---- Como sucedeu a tantos outros impérios, estamos persuadidos de que o de Roma se extinguiu e, afinal, com outros subreptícios nomes e contornos, os impérios vão-se sucedendo pelo tempo adiante e só se dá por eles quando o raciocínio hodierno os coloca na história e lhes define a efectiva prática sobre o corpo vivo da humanidade.

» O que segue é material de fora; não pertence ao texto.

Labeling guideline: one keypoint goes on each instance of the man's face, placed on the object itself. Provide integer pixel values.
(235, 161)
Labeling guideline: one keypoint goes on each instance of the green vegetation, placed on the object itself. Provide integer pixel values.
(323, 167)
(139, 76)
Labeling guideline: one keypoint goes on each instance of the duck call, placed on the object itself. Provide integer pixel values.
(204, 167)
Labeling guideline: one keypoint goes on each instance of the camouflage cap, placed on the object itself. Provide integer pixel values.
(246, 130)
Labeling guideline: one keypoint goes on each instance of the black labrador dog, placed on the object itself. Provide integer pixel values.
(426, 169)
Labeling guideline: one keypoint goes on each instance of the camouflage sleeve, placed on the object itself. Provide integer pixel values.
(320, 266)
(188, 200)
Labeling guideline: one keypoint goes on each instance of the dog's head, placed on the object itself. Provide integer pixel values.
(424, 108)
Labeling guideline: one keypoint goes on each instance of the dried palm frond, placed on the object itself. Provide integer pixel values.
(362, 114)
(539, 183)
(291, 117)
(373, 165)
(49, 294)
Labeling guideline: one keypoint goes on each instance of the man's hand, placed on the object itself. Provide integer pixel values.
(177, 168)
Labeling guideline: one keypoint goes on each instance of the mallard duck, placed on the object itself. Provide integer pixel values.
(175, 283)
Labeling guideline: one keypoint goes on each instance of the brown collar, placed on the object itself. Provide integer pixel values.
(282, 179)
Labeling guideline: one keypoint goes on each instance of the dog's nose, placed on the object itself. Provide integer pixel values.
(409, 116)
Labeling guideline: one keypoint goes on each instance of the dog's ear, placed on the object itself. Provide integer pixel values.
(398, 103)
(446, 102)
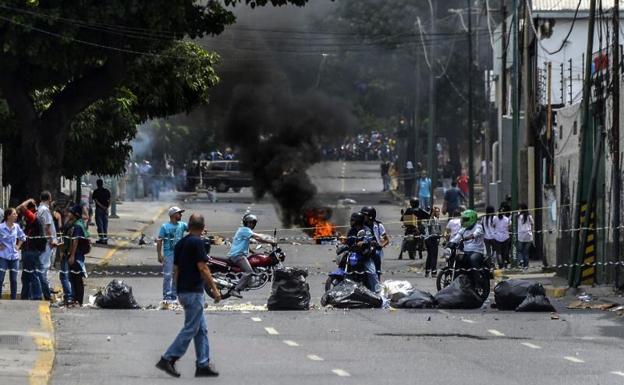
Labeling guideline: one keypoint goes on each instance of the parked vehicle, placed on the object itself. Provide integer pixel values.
(227, 275)
(458, 264)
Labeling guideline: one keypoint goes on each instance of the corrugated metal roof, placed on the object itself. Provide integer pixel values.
(568, 5)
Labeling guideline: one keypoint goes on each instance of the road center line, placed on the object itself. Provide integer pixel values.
(341, 373)
(271, 331)
(530, 345)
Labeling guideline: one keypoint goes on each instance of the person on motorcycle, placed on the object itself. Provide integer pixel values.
(379, 231)
(240, 249)
(472, 235)
(362, 241)
(413, 221)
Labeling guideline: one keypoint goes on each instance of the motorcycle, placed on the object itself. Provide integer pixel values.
(227, 275)
(350, 265)
(457, 263)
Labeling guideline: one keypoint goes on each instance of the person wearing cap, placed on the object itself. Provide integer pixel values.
(169, 235)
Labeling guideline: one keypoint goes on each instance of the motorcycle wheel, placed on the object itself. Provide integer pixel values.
(444, 278)
(224, 295)
(331, 282)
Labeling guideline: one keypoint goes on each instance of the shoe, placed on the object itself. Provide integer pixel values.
(206, 371)
(168, 367)
(235, 293)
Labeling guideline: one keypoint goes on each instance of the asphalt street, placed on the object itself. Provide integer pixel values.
(328, 346)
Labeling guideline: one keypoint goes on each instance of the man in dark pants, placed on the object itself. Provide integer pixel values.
(190, 275)
(101, 196)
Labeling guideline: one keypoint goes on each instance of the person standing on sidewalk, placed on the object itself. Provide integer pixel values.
(34, 245)
(191, 273)
(11, 239)
(169, 235)
(101, 197)
(45, 259)
(525, 236)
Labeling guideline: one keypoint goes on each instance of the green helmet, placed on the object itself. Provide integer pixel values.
(469, 218)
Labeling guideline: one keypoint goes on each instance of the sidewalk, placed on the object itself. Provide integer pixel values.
(26, 342)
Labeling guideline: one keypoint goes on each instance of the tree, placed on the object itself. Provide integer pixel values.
(71, 69)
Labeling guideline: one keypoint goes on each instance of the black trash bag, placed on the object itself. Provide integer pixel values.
(117, 295)
(416, 300)
(508, 295)
(352, 295)
(458, 295)
(536, 301)
(290, 291)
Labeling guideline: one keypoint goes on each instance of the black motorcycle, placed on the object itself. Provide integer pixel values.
(457, 263)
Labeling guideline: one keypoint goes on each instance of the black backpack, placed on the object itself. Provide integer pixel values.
(36, 240)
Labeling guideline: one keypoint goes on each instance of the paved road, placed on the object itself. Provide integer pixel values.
(328, 346)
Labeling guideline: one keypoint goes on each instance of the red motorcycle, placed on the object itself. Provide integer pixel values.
(227, 274)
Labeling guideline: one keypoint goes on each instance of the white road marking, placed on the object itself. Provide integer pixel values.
(341, 373)
(271, 331)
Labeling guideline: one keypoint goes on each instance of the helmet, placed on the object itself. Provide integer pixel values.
(250, 220)
(469, 218)
(358, 218)
(370, 211)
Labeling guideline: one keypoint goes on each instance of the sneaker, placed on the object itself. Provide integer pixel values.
(168, 367)
(206, 371)
(235, 293)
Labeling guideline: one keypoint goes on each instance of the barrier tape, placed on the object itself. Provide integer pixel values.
(385, 272)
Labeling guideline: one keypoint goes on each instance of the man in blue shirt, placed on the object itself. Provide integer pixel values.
(240, 249)
(424, 190)
(169, 235)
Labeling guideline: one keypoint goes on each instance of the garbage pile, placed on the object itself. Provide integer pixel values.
(116, 295)
(290, 290)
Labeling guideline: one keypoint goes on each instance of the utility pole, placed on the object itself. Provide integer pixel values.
(432, 107)
(515, 96)
(615, 138)
(470, 123)
(582, 222)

---- Ocorre-me citar o de Nero, princípe adoptado por Cláudio, o tal que do ventre de Agripina veio para reinar em lícita paz, a conselho de seu filosofal mestre Séneca, com humana brandura sobre seus súbditos. Adiante porém, não perdeu tempo a revelar-se um imperial monstro de crueldade. Mandou assassinar Britânico, sua mãe e até sua própria mulher Octávia. Quando a sede de sangue lhe desceu dos neurónios até às mãos, ele mesmo apunhalou sua segunda esposa Popeia. Os historiadores da época atribuem-lhe o incêndio de Roma, a que terá assistido declamando versos que compudera. Em suplício horrendo fez padecer e morrer milhares de cristãos inocentes, aos quais acusou indistintamente do fantástico incêndio. Tarde o senado romano o considerou incapaz e o declarou inimigo público. Perdido, em acto de recurso extremo, suícidou-se.

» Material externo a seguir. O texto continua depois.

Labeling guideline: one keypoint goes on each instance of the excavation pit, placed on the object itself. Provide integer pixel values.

---- Se contemplarmos, de bem ciente razão, as trágicas imagens que todos os dias se nos afloram aos olhos, se ouvirmos, com esclarecida avaliação, as notícias da fome e da guerra que nos chegam dos mais diversos cantos do mundo, a relacionação dos impérios transfere-se nítida para a existência actual. Outrossim, em todas as coisas do quotidiano, pormenor a pormenor, a violência vai-nos tomando a pele, o gesto e, sem por isso darmos sequer, cada um de nós vai também distribuindo as suas farpas pela cruel arena da vida. Só farpas e mais farpas... Até quando?!